AWS Lambda
Orchestrate Polars Cloud queries using AWS-native serverless infrastructure through EventBridge and Lambda. This section details how to implement scheduled query execution without infrastructure management by submitting workloads to Polars Cloud via Lambda functions while leveraging AWS Secrets Manager for secure credential handling.
Tip
Submitting a query does not require for the process submitting it to remain alive if the Polars Cloud compute context is *not* built as a regular Python
context manager.
Lambda function
The first hurdle is providing an environment including Polars
dependencies to the Lambda function;
this can be done in various ways, all documented by AWS
here. The most commonly used
approach is via
creating a zip
package including dependencies.
The code for the lambda function can be boiled down to the following (pseudo-code):
import boto3
import polars as pl
import polars_cloud as pc
client = boto3.client("secretsmanager")
# authenticate to polars cloud with the secrets created above
pc.authenticate(
client_id=client.get_secret_value(SecretId="<SECRET>").get("SecretString"),
client_secret=client.get_secret_value(SecretId="<SECRET>").get("SecretString"),
)
# define the compute context
cc = pc.ComputeContext(cpus=2, memory=4)
# submit the query
pl.scan_csv(...).remote(cc).sink_parquet(...)

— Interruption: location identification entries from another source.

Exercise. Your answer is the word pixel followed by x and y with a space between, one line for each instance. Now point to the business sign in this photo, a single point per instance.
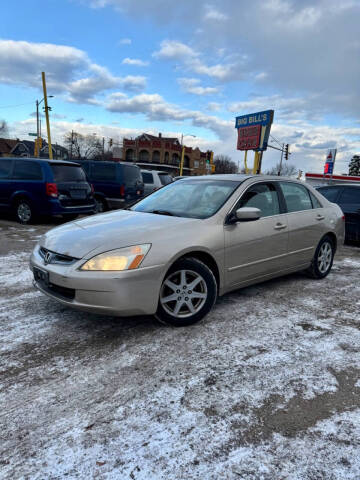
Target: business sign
pixel 330 161
pixel 249 137
pixel 254 130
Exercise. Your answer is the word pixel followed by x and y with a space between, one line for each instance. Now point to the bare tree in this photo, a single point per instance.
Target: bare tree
pixel 83 146
pixel 224 164
pixel 287 170
pixel 4 131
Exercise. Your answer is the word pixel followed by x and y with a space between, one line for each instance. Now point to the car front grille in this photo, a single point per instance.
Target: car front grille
pixel 52 257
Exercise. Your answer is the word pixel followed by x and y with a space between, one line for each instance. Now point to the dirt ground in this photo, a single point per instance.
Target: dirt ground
pixel 267 387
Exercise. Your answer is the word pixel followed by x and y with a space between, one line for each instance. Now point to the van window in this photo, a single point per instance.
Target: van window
pixel 131 174
pixel 5 167
pixel 147 177
pixel 67 173
pixel 349 196
pixel 103 171
pixel 27 170
pixel 165 178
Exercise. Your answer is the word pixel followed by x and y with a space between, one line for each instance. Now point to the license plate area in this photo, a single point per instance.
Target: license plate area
pixel 41 276
pixel 78 194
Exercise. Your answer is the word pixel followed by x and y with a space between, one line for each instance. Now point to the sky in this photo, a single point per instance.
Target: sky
pixel 122 67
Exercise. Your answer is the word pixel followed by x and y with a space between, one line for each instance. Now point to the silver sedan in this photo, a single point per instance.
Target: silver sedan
pixel 175 251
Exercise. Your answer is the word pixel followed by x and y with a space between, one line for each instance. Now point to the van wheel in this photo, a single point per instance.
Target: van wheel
pixel 100 205
pixel 323 259
pixel 187 294
pixel 23 212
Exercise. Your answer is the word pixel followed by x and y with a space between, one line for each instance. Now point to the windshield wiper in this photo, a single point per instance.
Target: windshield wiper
pixel 163 212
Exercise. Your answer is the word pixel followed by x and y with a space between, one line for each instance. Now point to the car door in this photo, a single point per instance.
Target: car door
pixel 257 248
pixel 349 202
pixel 306 224
pixel 5 183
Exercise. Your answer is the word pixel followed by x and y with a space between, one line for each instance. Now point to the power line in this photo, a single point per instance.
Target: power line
pixel 18 105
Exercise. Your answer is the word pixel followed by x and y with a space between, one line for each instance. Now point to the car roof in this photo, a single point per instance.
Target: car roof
pixel 156 171
pixel 342 185
pixel 240 177
pixel 47 160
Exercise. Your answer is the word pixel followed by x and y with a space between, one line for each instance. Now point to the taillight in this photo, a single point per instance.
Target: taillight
pixel 51 190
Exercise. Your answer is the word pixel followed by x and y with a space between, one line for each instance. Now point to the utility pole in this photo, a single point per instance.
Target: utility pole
pixel 47 115
pixel 280 166
pixel 72 142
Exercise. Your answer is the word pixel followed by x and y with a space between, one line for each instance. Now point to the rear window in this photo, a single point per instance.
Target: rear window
pixel 329 193
pixel 5 167
pixel 68 173
pixel 165 178
pixel 103 171
pixel 27 170
pixel 147 177
pixel 350 195
pixel 131 174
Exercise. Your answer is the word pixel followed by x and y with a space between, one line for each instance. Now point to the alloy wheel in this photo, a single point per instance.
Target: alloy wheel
pixel 183 293
pixel 324 257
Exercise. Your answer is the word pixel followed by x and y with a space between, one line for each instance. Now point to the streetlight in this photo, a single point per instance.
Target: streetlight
pixel 183 151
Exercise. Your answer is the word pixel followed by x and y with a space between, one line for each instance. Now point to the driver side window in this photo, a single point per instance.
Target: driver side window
pixel 262 196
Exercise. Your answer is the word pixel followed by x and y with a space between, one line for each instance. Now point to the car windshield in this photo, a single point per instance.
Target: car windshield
pixel 189 198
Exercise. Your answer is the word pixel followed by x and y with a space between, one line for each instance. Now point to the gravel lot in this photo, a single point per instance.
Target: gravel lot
pixel 266 387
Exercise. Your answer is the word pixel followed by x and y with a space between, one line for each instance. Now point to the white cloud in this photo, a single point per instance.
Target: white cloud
pixel 191 85
pixel 68 70
pixel 173 50
pixel 213 14
pixel 135 62
pixel 125 41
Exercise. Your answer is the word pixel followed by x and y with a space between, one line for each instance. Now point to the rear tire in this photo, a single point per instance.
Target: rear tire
pixel 23 211
pixel 187 293
pixel 323 259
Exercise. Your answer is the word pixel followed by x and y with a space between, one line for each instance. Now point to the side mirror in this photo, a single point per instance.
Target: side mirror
pixel 244 214
pixel 247 213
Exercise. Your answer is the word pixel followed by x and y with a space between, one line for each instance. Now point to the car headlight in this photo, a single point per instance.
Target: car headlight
pixel 128 258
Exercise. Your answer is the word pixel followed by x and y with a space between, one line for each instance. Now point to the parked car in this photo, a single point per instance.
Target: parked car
pixel 154 179
pixel 31 186
pixel 348 198
pixel 116 185
pixel 176 250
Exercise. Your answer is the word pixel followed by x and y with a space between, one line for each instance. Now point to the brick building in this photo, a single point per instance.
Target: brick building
pixel 163 153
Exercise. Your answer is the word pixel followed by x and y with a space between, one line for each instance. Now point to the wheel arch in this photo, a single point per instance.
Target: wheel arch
pixel 204 257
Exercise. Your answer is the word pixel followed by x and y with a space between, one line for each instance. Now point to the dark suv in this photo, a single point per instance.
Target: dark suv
pixel 116 184
pixel 348 199
pixel 31 186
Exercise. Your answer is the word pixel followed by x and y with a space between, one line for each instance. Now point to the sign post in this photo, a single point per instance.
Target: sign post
pixel 253 134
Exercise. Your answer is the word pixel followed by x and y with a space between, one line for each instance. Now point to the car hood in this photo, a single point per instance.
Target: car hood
pixel 107 231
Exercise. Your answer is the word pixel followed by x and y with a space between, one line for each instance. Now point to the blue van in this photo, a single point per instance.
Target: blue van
pixel 30 187
pixel 116 184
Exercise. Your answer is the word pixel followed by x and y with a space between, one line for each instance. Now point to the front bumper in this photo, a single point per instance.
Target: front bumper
pixel 128 293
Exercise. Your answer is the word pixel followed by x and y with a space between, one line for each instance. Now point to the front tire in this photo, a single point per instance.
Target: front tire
pixel 23 211
pixel 323 259
pixel 187 293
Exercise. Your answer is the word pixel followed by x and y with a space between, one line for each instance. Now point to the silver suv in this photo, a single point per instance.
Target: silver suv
pixel 154 179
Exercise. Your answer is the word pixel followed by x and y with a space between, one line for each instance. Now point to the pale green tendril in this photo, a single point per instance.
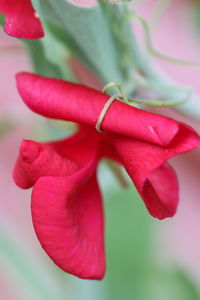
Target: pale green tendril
pixel 131 101
pixel 158 103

Once the query is submitted the Lambda will gracefully exit, leaving the rest of the handling to Polars Cloud.
Triggering rule
Since we are here not using any dedicated orchestrator infrastructure (like Airflow for instance) we can instead generate triggering rules in AWS EventBridge. Rules can be defined via the AWS Console (point-and-click) or via the AWS CLI, as documented here. A simple CRON rule should be enough to trigger your query to run at given interval.